У папы вывеска на парадном. Он принимает дома пациентов. Мама злится, ей приходится убирать, а деньги папа куда-то девает.
16 июня
Вчера нас послали собирать розы на плантации. За килограмм лепестков платят 20 марок.
За весь день я получила 50 марок.
Вечером зашел Виктор Иванович. Подарил мне свою книгу «В застенках ГПУ» с надписью: «Зоя, в жизни встречаются не только розы, которые ты сегодня собирала на плантации, а и тернии, больно колющие душу и тело человека».
Виктор Иванович говорит, что более честных людей, чем мои папа и мама, он не встречал.
Живет Виктор Иванович в офицерской гостинице. Ходит в летней немецкой форме. Сегодня пришел в коротких штанах и рубашке цвета песочно-зеленоватого. Как-то странно, старый полковник, ноги с седыми волосами, и в коротких штанах.
25 июня
Прочла книгу Мальцева. Какой ужас! Чем же отличается ГПУ от гестапо? ГПУ даже хуже.
Ведь мучают своих. То, что Виктору Ивановичу выбили зубы, ничто по сравнению с тем, как мучили женщин, как обливали водой и выставляли на мороз, или сажали в железный ящик почти голых летом в жару, или зимой в сильный мороз, когда можно там только ходить по раскаленному железу, или по замороженному. Многие этого не выдерживали. Или на беременных женщин запускали тупых охранников. Те издевались, пока женщина не умирала.

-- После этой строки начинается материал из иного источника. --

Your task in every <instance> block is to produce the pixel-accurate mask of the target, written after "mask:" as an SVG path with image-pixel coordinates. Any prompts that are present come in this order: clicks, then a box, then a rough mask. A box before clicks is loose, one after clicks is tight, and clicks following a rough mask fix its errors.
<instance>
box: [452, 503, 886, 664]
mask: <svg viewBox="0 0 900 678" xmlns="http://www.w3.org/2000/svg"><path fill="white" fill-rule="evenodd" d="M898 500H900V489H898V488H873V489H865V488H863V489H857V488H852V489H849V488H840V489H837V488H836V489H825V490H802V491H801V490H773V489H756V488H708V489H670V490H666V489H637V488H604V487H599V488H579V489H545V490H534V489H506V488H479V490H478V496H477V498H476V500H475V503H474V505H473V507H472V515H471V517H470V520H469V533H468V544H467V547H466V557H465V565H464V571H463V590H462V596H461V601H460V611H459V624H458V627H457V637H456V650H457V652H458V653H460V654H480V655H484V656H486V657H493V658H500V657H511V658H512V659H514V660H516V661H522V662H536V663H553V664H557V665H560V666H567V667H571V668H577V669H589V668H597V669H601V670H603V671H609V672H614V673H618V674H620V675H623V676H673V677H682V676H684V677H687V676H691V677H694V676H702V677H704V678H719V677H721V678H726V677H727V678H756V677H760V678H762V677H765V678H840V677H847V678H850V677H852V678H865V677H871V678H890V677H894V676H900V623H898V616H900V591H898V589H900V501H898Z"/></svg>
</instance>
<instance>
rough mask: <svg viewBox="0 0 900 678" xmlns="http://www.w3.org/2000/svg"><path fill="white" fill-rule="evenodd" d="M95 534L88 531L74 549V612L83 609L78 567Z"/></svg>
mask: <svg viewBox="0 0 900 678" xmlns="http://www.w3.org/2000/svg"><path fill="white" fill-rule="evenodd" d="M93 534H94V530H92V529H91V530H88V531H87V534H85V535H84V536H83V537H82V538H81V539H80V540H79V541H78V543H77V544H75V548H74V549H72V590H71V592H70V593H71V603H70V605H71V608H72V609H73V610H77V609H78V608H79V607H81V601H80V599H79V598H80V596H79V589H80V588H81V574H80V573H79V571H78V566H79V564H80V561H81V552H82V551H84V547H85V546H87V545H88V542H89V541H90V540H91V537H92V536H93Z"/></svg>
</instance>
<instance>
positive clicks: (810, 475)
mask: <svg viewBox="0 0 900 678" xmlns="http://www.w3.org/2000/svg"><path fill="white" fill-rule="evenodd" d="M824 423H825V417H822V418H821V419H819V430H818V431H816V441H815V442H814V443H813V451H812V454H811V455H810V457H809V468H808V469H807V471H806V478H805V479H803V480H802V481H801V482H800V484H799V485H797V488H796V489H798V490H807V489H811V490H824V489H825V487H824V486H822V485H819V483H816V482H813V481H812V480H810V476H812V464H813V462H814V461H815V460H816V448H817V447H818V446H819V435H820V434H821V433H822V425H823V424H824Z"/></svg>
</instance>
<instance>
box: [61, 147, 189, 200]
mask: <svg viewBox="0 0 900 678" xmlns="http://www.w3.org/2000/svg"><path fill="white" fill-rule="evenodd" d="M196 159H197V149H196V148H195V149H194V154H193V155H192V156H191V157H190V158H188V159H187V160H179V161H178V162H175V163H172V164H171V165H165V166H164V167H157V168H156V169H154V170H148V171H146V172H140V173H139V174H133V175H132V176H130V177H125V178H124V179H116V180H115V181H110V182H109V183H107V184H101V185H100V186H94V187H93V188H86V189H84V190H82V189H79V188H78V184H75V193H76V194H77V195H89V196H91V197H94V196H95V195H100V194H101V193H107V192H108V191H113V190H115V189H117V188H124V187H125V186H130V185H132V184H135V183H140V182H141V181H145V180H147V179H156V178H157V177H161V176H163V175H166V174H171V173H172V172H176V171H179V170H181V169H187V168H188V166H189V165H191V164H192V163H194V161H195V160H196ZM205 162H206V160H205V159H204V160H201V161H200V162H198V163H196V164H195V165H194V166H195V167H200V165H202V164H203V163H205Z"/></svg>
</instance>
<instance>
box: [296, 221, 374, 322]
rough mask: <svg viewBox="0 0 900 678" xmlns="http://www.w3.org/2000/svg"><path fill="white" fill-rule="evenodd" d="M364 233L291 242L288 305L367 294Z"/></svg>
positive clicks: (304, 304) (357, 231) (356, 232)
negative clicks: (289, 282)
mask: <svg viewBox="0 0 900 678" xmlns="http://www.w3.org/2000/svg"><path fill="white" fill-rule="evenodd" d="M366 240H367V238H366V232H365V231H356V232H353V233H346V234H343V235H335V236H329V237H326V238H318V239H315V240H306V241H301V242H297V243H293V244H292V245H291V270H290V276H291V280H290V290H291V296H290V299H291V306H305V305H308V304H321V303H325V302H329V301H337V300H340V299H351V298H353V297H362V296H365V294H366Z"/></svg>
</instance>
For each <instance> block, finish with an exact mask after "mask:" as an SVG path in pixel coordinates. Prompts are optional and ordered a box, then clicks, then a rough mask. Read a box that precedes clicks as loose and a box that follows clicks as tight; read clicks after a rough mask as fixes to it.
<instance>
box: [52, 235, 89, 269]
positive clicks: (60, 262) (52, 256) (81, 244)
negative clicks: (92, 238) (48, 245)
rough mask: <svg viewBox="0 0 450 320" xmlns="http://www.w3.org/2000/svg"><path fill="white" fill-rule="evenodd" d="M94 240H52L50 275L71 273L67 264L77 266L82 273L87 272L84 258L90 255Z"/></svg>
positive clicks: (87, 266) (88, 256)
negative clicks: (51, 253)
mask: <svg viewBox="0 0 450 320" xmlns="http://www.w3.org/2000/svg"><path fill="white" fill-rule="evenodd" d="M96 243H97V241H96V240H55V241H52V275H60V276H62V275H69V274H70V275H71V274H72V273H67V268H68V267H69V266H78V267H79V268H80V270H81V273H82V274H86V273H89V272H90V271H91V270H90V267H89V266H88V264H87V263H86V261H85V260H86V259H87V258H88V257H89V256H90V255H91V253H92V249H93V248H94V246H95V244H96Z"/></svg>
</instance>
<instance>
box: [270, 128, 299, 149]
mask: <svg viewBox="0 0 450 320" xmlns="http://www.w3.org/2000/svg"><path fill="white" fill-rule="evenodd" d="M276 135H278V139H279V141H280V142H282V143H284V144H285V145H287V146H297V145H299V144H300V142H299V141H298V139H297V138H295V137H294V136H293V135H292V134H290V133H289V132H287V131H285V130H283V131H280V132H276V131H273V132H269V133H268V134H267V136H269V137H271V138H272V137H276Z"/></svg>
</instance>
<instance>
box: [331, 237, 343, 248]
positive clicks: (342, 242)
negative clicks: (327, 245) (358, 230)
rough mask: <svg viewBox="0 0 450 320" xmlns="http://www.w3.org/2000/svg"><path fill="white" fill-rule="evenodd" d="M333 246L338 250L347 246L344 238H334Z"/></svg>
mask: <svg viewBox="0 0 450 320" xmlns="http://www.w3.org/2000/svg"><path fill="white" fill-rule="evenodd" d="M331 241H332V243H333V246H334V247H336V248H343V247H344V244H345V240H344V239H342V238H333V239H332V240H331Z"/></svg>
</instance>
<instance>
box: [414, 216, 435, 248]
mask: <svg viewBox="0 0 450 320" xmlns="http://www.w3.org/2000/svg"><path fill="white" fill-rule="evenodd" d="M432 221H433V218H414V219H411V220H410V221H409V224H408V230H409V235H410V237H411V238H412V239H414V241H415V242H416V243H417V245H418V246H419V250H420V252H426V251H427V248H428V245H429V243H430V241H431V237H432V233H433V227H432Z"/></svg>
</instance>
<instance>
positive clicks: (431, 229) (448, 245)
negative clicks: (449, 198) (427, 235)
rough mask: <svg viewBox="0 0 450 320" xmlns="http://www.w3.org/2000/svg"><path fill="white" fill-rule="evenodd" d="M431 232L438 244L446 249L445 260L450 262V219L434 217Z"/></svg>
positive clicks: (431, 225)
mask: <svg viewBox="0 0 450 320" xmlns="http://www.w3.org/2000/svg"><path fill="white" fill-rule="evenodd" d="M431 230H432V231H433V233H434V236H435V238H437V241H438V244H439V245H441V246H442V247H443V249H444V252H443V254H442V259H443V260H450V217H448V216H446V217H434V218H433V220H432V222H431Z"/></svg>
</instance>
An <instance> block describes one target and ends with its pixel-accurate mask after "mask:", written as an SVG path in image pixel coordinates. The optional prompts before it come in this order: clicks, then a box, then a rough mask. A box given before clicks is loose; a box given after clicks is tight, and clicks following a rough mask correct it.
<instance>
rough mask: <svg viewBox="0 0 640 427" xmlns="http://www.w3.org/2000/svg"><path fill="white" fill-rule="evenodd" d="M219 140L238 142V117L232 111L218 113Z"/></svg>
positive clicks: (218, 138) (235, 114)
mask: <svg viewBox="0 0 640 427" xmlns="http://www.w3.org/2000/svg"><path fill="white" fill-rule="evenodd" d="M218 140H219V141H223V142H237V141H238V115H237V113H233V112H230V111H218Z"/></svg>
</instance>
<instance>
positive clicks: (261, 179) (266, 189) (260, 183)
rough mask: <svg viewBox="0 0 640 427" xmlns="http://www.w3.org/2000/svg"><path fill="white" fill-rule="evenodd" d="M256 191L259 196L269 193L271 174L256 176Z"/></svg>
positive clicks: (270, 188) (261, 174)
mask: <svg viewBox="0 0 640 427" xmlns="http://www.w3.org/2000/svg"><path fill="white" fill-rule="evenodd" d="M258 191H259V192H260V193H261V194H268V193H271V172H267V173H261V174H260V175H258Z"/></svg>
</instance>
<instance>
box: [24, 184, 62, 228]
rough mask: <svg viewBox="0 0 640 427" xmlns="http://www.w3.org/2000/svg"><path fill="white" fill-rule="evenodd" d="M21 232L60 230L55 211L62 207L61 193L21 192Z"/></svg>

Как можно такое пережить? Куда смотрел Сталин, разрешая эти дикие концлагеря?
А мы еще верили, что наша страна самая лучшая. Если б меня посадили, я бы сразу повесилась.
16 июля
Сегодня мой день рождения. Папа подарил часы, мама спекла пирог. Гостей нет.
Почему никогда не празднуют мой день рождения?
Мама пригласила на дом портниху. Мне, наконец, сшили пальто из папиного военного сукна и несколько платьев – из маминых старых, и два новых из белого полотна, и голубое шелковое.
Мама сто раз сказала, чтоб я его берегла, и мне не хочется его видеть, не то чтоб надевать.
Почему мама такая суровая?
Папа пьет. Те, кто с ним пьют, над ним смеются. А знакомые осуждают маму и папу за то, что я у них, как Золушка. Плохо одета, делаю по дому всю работу, а меня все равно ругают.
Папа зарабатывает много, а мне никогда не дают деньги. Хорошо, что хоть кино по абонементу. Хочу идти работать. Папа не пускает.
Люська работает в немецком магазине, Лилька в аптеке, Ольга в госпитале. Лилька приносит медикаменты. Я продаю их папе. Он не знает, что мы с Лилькой делимся. А потом папа кричит: «Где ты берешь деньги?» Люська тоже просит иногда что-нибудь вынести из магазина. Не дай Бог, поймают, тут же повесят. А мне все равно, я никому не нужна.
20 августа
Писать не о чем и неохота. Сижу, хожу, убираю в доме и за папиными пациентами.
Много читаю. Хочу увидеть другие страны. Хочу в Германию, Францию, Англию.
Немцы млеют от восторга, вспоминая свою родину. Мопассан так точно описывает Францию, Париж. Диккенс, Конан Дойль. Мне кажется, что я там уже побывала.